Currently, the consortium has about $1 million in funding, including $150,000 appropriated by the Legislature earlier this year. That state funding leveraged $600,000 in federal dollars for the program. Other money has come from private foundations.    Because the telemonitoring programs save money, they have the potential to be self-supporting.

“The protocols will be self-sustaining because the private sector will adopt them,” said David Lyons, business development director for Iowa Farm Bureau Federation. The health plan Wellmark offers Farm Bureau members covers more than 110,000 people in Iowa.

“We find that about 30 percent of the cost of our health plan comes from about 1 percent of our members,” Lyons said. “Those are primarily members with chronic disease costs. We’re very interested in how much chronic disease costs are driving health care.”

Currently, chronic disease management isn’t done well by many health organizations, and their efforts in this area are restricted to particular employer groups or hospitals, he said.    “We needed a system that would be available no matter where you lived,” Lyons said.

Wellmark is now identifying qualifying Farm Bureau members and enrolling them in the telemonitoring program. Wellmark will track the outcomes to assist the federation in redesigning its health policies.

“I’m very excited about the level of participation in this,” Lyons said. “You’re seeing that broad range of players, so if we put our minds to it and say, ‘This is good,’ it will get implemented.”

As part of the demonstration project, the consortium is also designing reimbursement models for chronic disease management, Appelgate said, by setting up risk pools.
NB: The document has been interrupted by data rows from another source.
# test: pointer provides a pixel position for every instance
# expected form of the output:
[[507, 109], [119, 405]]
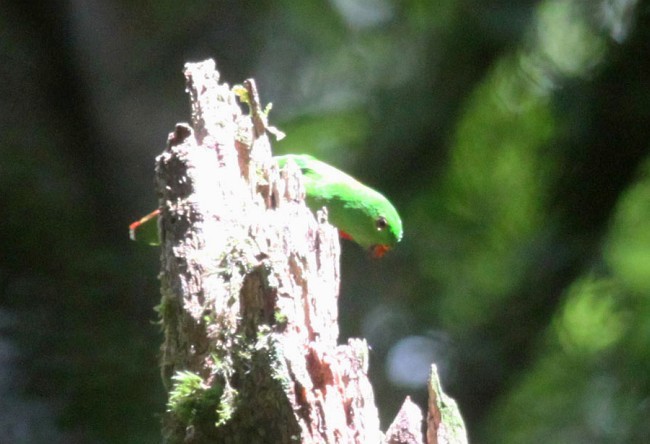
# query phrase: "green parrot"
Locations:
[[360, 213]]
“It’s really setting aside money, investing money to pay for chronic disease management, based on the prospective returns that may accrue to the investors,” he said. Those investors include the health plans, employers and patients.

The overall goal, Appelgate said, is to create a compelling model for health plans to become involved and begin reimbursing for chronic disease management.

“A big area for change is bringing the health plans in on this,” he said. “We’re trying to create a model of benefit that’s compelling to make chronic disease management regular, and reimbursed.”